How hidden variables in statistical models affect social inequality

Use of machine learning is becoming ubiquitous and, even with a fancy name, it remains a tool in the statistical modeler belt. Every day, we leak billions of data from ourselves to companies ready to use it for their affair. Modeling through data get more common every day and mathematical model are the rulers of our life: they decide where we can work, if we can get a loan, how many years of jails we deserve, and more.

While this is ethically problematic by itself, a deeper, simple problem is polluting mathematical modeling around the world: hidden variables, variables that are a common root cause of some data we are sampling. To understand why they are such a big problem, let’s start with an example. Suppose we want to write a program to understand if a certain guy is a good worker for our company. We want to use an automated system because we don’t want that human weakness and prejudices to affect our hiring process! Right?

So we start collecting data about the candidates with a questionnaire. We put into it many common sense questions. For simplicity, assume we just have 3 questions: “How good was your school curriculum?”, “Have you ever had problem with the law?” and “Have you ever missed a payment with your creditors?”. They seem good questions. After all, our model is quite clear. Being good at school, being a good citizen and paying debts in time are clearly variables correlated to the variable “It is a good worker”.

This is the causality diagram for the “job candidate” example. The three sampling variables “School”, “Law Problems” and “Debts” are not independent variables. The hidden variable “Race” is a common cause for all of them. This has huge implications on the fairness of the model.

However, after some time we discover that the system is hiring mostly middle class white men. Apparently, being white a Caucasian man is directly correlatedĀ  to being a good worker. It makes no sense. That’s because of confounding hidden variables. In fact, even if we have not put race as an explicit variable, it can still affect all the other variables we are sampling. Race affects all the above variables. Race influence on average the wealth of your family. In turn, this will affect the quality of your education, the neighbor you grew up and how much you get targeted by the police.

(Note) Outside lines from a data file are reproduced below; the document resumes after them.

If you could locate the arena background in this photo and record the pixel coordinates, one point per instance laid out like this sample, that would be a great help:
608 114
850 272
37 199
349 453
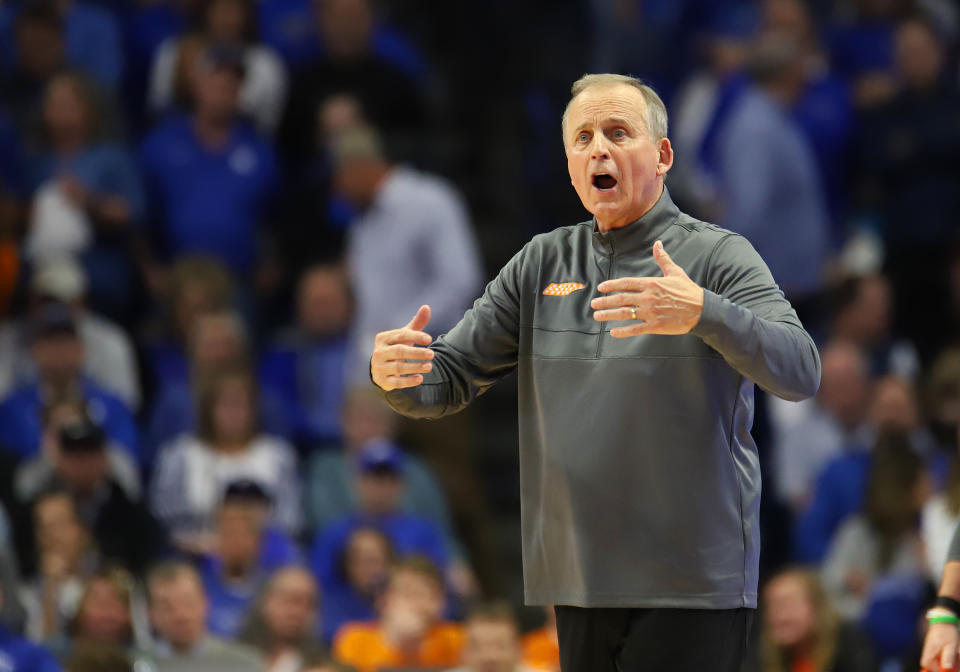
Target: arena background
197 244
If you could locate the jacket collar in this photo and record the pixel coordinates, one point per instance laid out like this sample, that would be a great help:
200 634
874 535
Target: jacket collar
640 235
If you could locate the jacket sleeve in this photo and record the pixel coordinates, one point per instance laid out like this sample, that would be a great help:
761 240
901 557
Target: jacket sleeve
476 353
747 320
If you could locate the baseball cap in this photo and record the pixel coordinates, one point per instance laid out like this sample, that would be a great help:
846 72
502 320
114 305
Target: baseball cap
380 457
82 435
59 278
52 319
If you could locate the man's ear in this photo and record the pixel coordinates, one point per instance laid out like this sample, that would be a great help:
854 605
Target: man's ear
665 150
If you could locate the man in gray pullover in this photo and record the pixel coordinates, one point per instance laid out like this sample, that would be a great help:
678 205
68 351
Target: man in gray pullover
639 478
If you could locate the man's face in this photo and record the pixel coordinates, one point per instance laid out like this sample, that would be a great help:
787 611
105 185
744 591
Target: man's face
178 610
239 535
616 169
492 646
290 605
58 357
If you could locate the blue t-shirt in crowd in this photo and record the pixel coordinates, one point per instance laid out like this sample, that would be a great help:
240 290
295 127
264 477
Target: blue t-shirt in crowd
839 493
19 655
20 418
308 377
208 201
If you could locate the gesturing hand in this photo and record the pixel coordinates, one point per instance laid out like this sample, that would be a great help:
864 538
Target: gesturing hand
668 305
396 363
940 648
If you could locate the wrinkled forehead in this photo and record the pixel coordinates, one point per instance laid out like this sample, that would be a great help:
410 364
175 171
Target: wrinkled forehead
600 103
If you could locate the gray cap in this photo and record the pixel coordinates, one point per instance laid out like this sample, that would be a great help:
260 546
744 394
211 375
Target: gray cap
59 278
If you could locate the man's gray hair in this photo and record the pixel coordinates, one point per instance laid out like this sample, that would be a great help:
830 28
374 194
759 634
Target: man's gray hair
655 113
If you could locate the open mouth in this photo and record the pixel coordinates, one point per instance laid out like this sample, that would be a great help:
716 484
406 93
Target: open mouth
604 182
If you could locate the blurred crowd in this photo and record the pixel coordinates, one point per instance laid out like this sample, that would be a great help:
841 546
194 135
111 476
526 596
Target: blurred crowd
208 208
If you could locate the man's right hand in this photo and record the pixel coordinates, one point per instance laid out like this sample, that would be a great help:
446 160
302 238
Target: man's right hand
396 362
940 648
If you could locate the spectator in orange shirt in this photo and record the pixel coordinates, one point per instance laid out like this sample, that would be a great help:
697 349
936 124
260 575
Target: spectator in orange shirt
493 641
409 633
540 648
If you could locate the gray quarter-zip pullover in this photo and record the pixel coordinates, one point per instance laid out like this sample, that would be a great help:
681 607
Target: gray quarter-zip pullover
640 484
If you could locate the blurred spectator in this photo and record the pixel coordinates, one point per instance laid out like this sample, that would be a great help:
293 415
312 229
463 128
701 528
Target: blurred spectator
40 53
832 424
87 195
246 550
81 465
824 109
210 175
492 640
98 658
331 490
178 612
65 558
264 88
541 650
306 363
358 580
941 515
379 483
910 169
195 286
770 186
108 352
801 631
356 63
283 624
219 340
19 654
884 538
58 357
861 314
409 632
193 472
104 616
411 244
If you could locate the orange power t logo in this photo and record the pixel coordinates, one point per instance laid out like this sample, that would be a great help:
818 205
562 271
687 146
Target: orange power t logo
562 288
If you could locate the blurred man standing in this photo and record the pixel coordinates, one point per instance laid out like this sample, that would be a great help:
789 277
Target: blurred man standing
640 482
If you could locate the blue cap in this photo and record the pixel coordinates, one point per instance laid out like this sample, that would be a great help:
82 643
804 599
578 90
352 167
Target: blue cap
380 456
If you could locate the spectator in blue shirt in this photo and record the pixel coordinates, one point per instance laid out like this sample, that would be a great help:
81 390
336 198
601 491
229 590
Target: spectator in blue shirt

The overall effect is that you are screwing individuals on the basis of the indirect effect of their race on the average outcome of your sampling variables.

But wait, it gets worse.

The second problem of this kind of model is that they are self-validating. If we use this model to select good job candidates, some people will have less job opportunity and therefore less money, and, in the end, less chance to pay debts on time, pushing them and their families in bad neighbors with more law problems and worse schools. In short, the model will amplify the same issues that the model got wrong in the first place, and doing so, it validates itself. A problem called retrocausality.

Sometime, we in AI community end up too much caught in the models charm, and we forget the effect that such models can have on the people. Machine LearningĀ  is not immune to these problems. Machine Learning can learn the world inequalities and use them to confirm its internal model. And when we will apply those machine learning algorithm, we will contribute to amplify such inequalities.

This and many other problem are discussed in the book “Weapons of Math Destruction: How Big Data Increases Inequality and Threatens Democracy” by Cathy O’Neil. While I think the book is overly pessimistic in some parts, it is a good reading to look at statistical modeling from a different angle. It definitely helped me to consider the implications of bad mathematical modeling to people’s life. Sure, the book often is too focused on the risks of models respect to their benefits. But when we are talking about people life, I think even one innocent victim is just too much.

Update 19th September 2017

Some days ago a friend of mine showed me a recent real-life example of what I described here. I said that Machine Learning is not immune from discriminatory biases. As an example, let’s look at this tweet (image copy):

This image is the result of what a machine learning algorithm (word2vec) learns when trained on a Google News corpus. In particular, it shows which adjectives are associated to the word “he” and which adjectives are associated to the word “she”. As you can see, we are in stereotype-land!

The point is that the algorithm is trained on an already biased world, and therefore learn to be biased itself. It is just math and algorithm, but it is sexist. If we are not aware of this possibility, and we apply such ML algorithms, we may end up in amplifying the inequalities we are trying to avoid by using math and algorithm!